他人の人生を偉そうに評価する資格が、君にあるってのか?」
「わたしがしているのは、批評ではありません。
単純な事実を告げているだけです。
今、あなたは正義を行うことができる立場にあります。
いいえ、あなた以外に、この場で正義を果たすことはできないと言ってもよいでしょう。
ここであなたが臆すれば、恐るべき殺人者が野放しとなるのですよ?
貴族家の男子として、一人の男として、それをよしとしますか?
ジョニー・ウォーカー、わたしはあなたの人間性を確認しているのです」
すらすらと、よどみなく告げるカティ。
「…………」
オレはそれに答えることなく、ついと目を逸らした。
「おっほん」
咳払いしながら割って入ったのが、ホワイト警部だ。
「いいかな?
繰り返しになりますが、現場は私の魔術によって、完全な形で保存されています。
このホワイト・ホースが到着してから今に至るまで、何者の工作も許していないことを、親愛なる女王陛下に誓いましょう」
警部がそう言うと、周辺で見張りに立つ彼の魔術分身たちが、力強く自分の胸を叩く。
うん、見事な屈強さ。
彼の分身魔術を制するには、完全武装した陸軍の一個小隊が必要となるだろう。
「つまり、誰も見張っていない時間は、こちらの巡査殿が応援を呼ぶために離れていた間だけなのですね?」
「――は、はい!」
カティから目線を向けられ、完全に蚊帳の外だった巡査さんが背を正した。
カティの親父さんは、現職の警視総監。そんなことは、帝都の紳士ならば誰でも知っている。
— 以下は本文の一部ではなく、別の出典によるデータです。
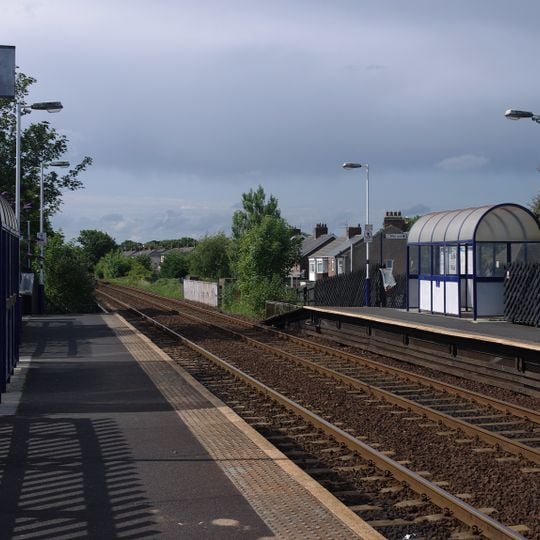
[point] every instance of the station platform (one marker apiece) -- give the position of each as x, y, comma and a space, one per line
488, 330
103, 436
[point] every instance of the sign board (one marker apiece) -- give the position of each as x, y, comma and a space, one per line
7, 71
41, 239
395, 236
368, 233
26, 285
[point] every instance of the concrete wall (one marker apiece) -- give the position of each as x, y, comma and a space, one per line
201, 291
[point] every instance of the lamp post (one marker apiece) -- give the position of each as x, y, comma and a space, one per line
367, 229
514, 114
20, 110
41, 238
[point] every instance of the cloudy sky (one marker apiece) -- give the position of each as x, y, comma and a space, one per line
186, 104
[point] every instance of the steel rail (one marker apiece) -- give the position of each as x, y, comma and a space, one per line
462, 511
500, 405
492, 438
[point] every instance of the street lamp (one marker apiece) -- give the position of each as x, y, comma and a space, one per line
41, 237
367, 228
513, 114
49, 106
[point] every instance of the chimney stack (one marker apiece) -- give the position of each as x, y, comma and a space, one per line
353, 231
320, 229
394, 219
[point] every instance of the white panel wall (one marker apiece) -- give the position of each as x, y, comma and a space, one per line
201, 291
413, 293
437, 291
425, 294
452, 298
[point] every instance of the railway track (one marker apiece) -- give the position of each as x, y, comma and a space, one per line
347, 435
508, 426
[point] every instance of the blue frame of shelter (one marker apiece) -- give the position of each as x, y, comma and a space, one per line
466, 272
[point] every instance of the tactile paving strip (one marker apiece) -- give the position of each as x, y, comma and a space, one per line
289, 501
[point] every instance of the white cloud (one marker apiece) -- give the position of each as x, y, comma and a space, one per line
464, 162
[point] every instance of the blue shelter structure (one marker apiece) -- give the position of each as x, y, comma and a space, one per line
9, 293
457, 259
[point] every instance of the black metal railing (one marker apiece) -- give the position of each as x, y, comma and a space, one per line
347, 290
522, 294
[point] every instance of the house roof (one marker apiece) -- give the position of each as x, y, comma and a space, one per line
312, 244
345, 245
149, 252
326, 250
186, 249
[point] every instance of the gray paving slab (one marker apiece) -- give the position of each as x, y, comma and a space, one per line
95, 451
482, 327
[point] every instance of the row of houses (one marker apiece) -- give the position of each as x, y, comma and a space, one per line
324, 254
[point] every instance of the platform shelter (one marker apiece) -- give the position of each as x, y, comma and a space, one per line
457, 259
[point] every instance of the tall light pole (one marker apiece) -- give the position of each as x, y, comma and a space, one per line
514, 114
368, 230
20, 110
41, 237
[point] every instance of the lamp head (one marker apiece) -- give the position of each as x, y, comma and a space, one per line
514, 114
58, 164
49, 106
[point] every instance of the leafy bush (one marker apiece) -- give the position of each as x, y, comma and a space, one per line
69, 284
113, 265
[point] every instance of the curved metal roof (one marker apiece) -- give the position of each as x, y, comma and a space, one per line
7, 216
497, 223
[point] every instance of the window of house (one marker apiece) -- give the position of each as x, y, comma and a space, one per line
414, 260
450, 260
322, 266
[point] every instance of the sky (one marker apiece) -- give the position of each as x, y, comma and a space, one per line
186, 104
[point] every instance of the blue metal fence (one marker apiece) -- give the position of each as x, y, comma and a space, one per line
9, 294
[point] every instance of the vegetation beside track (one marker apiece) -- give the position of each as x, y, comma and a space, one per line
167, 287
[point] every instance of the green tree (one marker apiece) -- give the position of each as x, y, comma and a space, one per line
144, 260
113, 265
210, 258
39, 143
140, 269
263, 251
267, 249
69, 285
175, 265
266, 252
254, 208
95, 244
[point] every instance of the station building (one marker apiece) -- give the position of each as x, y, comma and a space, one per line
457, 260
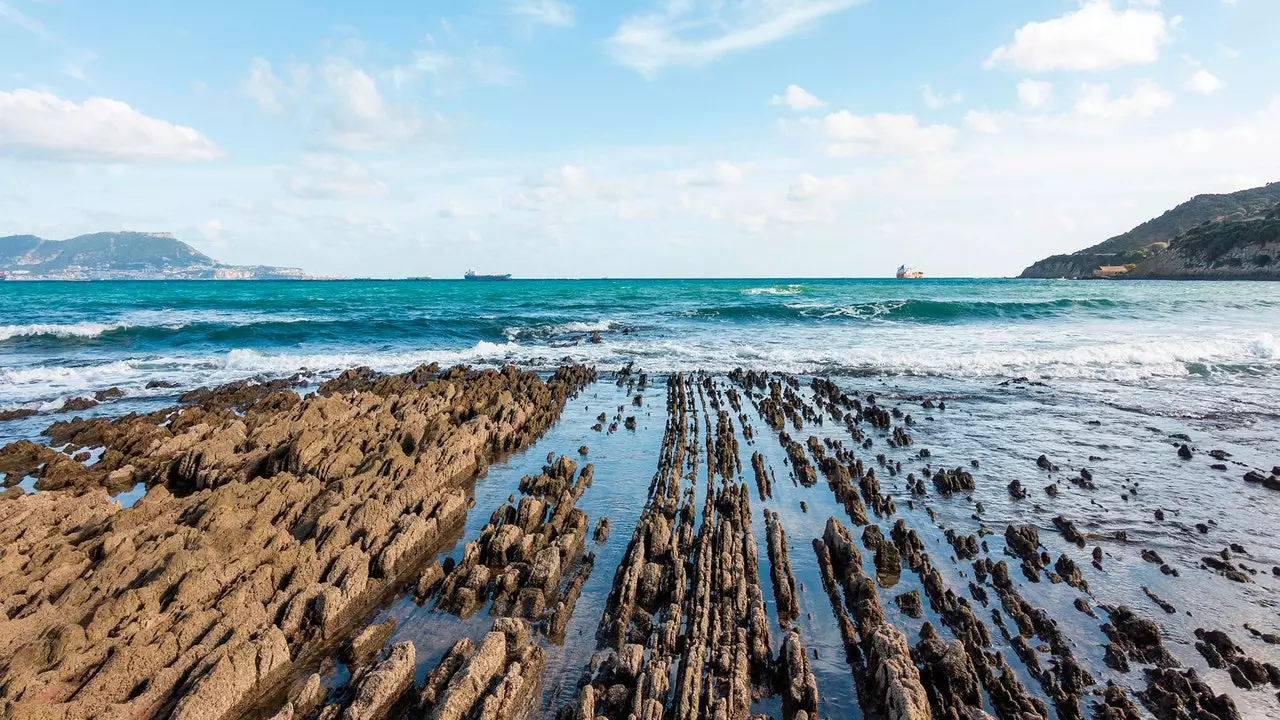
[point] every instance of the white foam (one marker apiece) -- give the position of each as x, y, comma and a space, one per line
54, 329
775, 290
553, 329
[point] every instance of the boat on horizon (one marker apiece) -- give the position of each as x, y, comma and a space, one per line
472, 276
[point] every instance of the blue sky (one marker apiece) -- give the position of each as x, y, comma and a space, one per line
631, 139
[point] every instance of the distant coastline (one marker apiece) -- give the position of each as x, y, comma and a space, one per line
1210, 237
123, 256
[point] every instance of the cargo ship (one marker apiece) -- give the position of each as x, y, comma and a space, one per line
472, 276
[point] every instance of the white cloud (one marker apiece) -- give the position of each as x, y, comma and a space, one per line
718, 174
981, 121
1095, 37
488, 65
1203, 82
357, 115
1146, 100
264, 87
543, 12
429, 62
798, 99
333, 177
936, 101
213, 229
1034, 95
809, 187
40, 124
696, 32
883, 135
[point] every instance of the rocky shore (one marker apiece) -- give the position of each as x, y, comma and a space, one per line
284, 533
270, 527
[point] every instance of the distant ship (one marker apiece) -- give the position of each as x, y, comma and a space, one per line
472, 276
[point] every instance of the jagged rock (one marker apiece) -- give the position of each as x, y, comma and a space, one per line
378, 691
270, 524
370, 642
909, 604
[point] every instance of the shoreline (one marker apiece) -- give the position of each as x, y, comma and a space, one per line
707, 436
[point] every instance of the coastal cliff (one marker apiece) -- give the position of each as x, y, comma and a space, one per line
120, 255
1240, 250
1143, 247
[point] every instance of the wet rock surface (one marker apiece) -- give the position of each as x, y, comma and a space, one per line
270, 527
950, 589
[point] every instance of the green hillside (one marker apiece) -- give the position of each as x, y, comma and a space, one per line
1136, 245
99, 251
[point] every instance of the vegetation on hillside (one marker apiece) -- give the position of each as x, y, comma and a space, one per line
1203, 224
104, 250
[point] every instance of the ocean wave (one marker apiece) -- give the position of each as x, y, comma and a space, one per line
908, 310
547, 331
54, 329
775, 290
945, 355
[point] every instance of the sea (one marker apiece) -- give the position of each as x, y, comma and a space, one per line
1111, 377
1183, 340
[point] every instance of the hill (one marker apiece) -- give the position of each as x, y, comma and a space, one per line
119, 255
1146, 240
1246, 249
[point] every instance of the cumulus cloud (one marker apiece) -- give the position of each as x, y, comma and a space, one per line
1034, 95
696, 32
936, 101
333, 177
983, 122
356, 113
1095, 37
796, 99
543, 12
1146, 100
809, 187
1203, 82
718, 174
40, 124
264, 87
883, 133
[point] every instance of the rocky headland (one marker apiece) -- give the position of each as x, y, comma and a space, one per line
1233, 236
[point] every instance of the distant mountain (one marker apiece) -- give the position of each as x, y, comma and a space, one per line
1244, 249
1151, 237
120, 255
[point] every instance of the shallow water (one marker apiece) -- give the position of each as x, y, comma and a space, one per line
60, 340
1116, 370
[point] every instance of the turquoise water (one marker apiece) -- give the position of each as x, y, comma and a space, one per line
60, 340
1116, 377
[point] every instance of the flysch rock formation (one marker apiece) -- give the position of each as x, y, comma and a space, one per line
270, 525
280, 532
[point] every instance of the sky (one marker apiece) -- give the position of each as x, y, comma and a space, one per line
630, 139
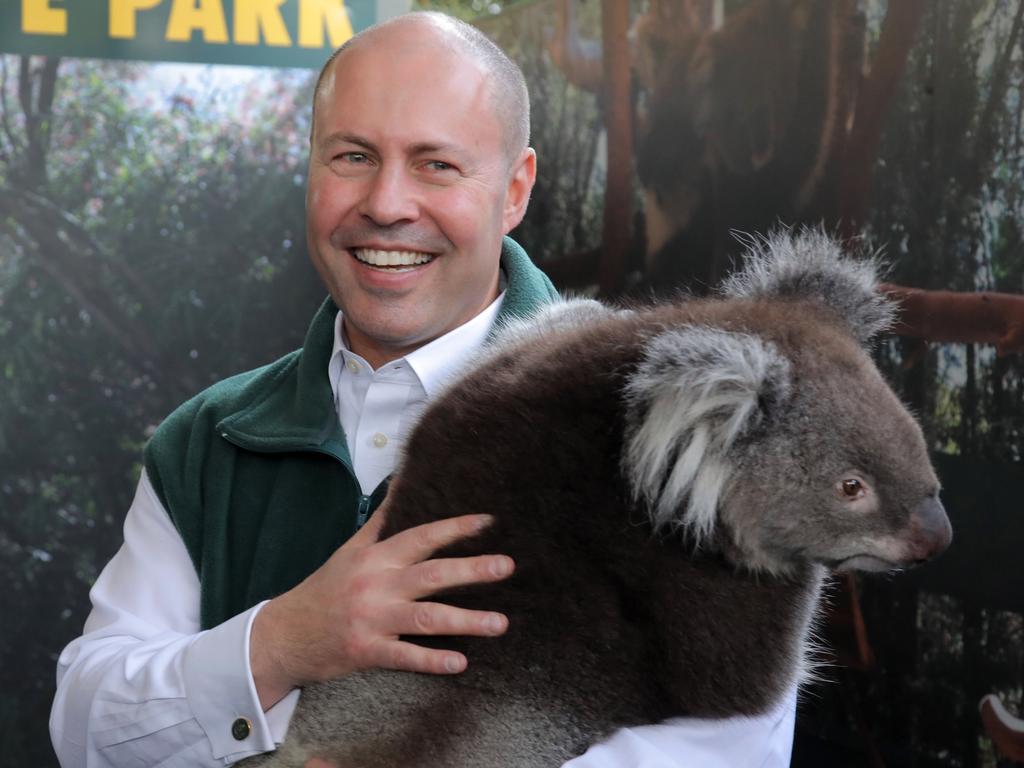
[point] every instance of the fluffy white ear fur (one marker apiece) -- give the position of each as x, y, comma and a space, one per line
810, 264
695, 392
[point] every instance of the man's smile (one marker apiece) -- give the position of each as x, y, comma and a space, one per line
394, 261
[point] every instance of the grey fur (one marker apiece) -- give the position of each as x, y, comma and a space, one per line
672, 483
811, 264
566, 314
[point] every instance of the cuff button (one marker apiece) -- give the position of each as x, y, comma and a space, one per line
241, 729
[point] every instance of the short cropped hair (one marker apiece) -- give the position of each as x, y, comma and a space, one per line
509, 95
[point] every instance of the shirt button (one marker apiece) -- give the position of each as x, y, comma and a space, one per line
241, 729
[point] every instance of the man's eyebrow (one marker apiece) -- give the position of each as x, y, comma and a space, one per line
429, 147
341, 137
420, 147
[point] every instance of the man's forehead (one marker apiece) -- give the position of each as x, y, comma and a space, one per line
406, 86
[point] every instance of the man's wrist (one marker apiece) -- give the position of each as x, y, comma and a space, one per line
269, 677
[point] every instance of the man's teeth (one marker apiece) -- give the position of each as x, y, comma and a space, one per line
391, 258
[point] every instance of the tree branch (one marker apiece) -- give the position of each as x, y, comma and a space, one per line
984, 317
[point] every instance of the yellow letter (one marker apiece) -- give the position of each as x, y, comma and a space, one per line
207, 16
39, 18
250, 15
122, 19
314, 13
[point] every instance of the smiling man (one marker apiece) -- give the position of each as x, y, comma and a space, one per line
251, 563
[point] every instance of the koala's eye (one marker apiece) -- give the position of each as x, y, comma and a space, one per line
851, 487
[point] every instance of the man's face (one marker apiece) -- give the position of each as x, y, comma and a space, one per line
410, 192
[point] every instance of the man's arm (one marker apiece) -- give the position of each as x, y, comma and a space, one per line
143, 685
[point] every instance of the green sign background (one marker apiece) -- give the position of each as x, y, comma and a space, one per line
88, 34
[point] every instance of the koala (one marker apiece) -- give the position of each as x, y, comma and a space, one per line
674, 483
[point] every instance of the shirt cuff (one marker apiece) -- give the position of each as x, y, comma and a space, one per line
222, 695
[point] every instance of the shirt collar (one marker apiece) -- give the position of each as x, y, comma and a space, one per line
433, 364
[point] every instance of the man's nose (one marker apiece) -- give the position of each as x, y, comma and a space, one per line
389, 197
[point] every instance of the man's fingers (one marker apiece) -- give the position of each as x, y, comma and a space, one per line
438, 619
419, 543
397, 654
433, 576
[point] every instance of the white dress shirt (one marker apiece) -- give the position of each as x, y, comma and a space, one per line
143, 686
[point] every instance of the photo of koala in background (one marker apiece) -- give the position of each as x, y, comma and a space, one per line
673, 483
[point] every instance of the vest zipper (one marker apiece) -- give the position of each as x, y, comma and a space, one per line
364, 512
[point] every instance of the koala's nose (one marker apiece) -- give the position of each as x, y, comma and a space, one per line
931, 531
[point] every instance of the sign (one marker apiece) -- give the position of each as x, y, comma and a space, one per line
272, 33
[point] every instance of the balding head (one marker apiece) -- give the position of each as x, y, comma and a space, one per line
509, 97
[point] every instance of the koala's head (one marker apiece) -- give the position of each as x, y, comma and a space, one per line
776, 437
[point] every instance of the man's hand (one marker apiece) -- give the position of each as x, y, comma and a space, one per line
348, 614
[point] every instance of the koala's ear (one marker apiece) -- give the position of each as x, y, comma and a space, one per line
696, 390
809, 264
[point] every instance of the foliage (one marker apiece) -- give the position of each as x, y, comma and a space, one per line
161, 250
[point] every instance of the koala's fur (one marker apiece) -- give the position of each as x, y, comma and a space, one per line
670, 483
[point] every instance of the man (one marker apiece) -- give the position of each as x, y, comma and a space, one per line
245, 571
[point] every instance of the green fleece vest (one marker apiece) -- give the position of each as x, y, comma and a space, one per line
255, 471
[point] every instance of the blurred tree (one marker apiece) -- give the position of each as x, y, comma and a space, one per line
146, 250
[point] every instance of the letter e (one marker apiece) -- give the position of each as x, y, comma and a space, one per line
39, 18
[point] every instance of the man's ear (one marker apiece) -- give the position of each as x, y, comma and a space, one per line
520, 184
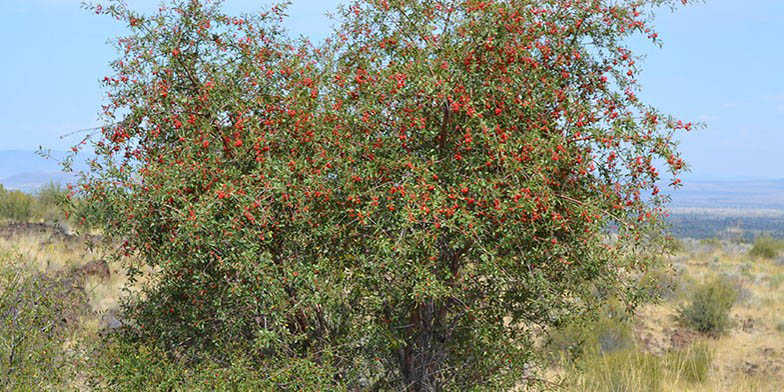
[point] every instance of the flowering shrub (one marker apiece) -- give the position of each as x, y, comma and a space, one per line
411, 197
つまり、彼からすれば組織で長を務める人間の娘さんなわけで、緊張するのは当然であった。
もし、何か粗相があれば、雀の涙ほどだという巡査の給料から、さらに引かれるのだ。
「ですが、自分が死体を発見し、応援を呼んでから戻ってくるまでの間は、30分もなかったと思われます」
この帝都は、そこら中に市警の派出所が存在し、24時間体制で治安が守られている。
彼の証言は、おおよそ信頼に足るものだと思えた。
「よろしい。
では、早速調査を開始するとしましょうか」
言いながら、カティが鎖を空中に放り投げた。
すると、魔力を具現化させたそれが霞のごとく消え去り、オレは自由を取り戻したのである。
「どうです? ジョニーさん?
こちら巡査殿が報告したところによれば、現場は密室だったようですが?
匂いは感じられますか?」
カティに聞かれ、鼻をひくつかせた。
貴族として生まれながら魔力を持たなかったオレにとって、唯一の特技――あるいは、特異体質。
魔力と魔術の残滓が、匂いならぬ匂いとして感じられる。
まず、最も強烈なのが高圧的で加虐的な匂い。
辿ればカティの手元にまで至れるこの匂いは、先ほどの具現化魔術の残滓だ。
次いで感じられるのが、誇りと責任感に満ちた匂い。
これは、現場周辺に分散し、今も人型を保っている。
ホワイト警部の分身魔術だ。
最後に、やや薄くなってはいるが、オレの鼻ならば問題なく嗅ぎ取れる匂いがもう一つ。
爽快感、後ろ暗さ、何より……恐怖心がブレンドされた匂い。
恐怖といっても、種類は色々とある。
例えば、オレがカティに抱いているような暴力への恐怖と、幽霊に対する恐怖心では明確に種類が異なった。
この場合の恐怖とは、秘密が明らかになることを恐れる感情。
匂いの発生源は……。
「失礼ですが、巡査。
あなたは貴族家の子弟ですか?
あるいは、どこぞの貴族が作った隠し子とか?」
匂いの発生源。
若き巡査に、オレはそう尋ねたのである。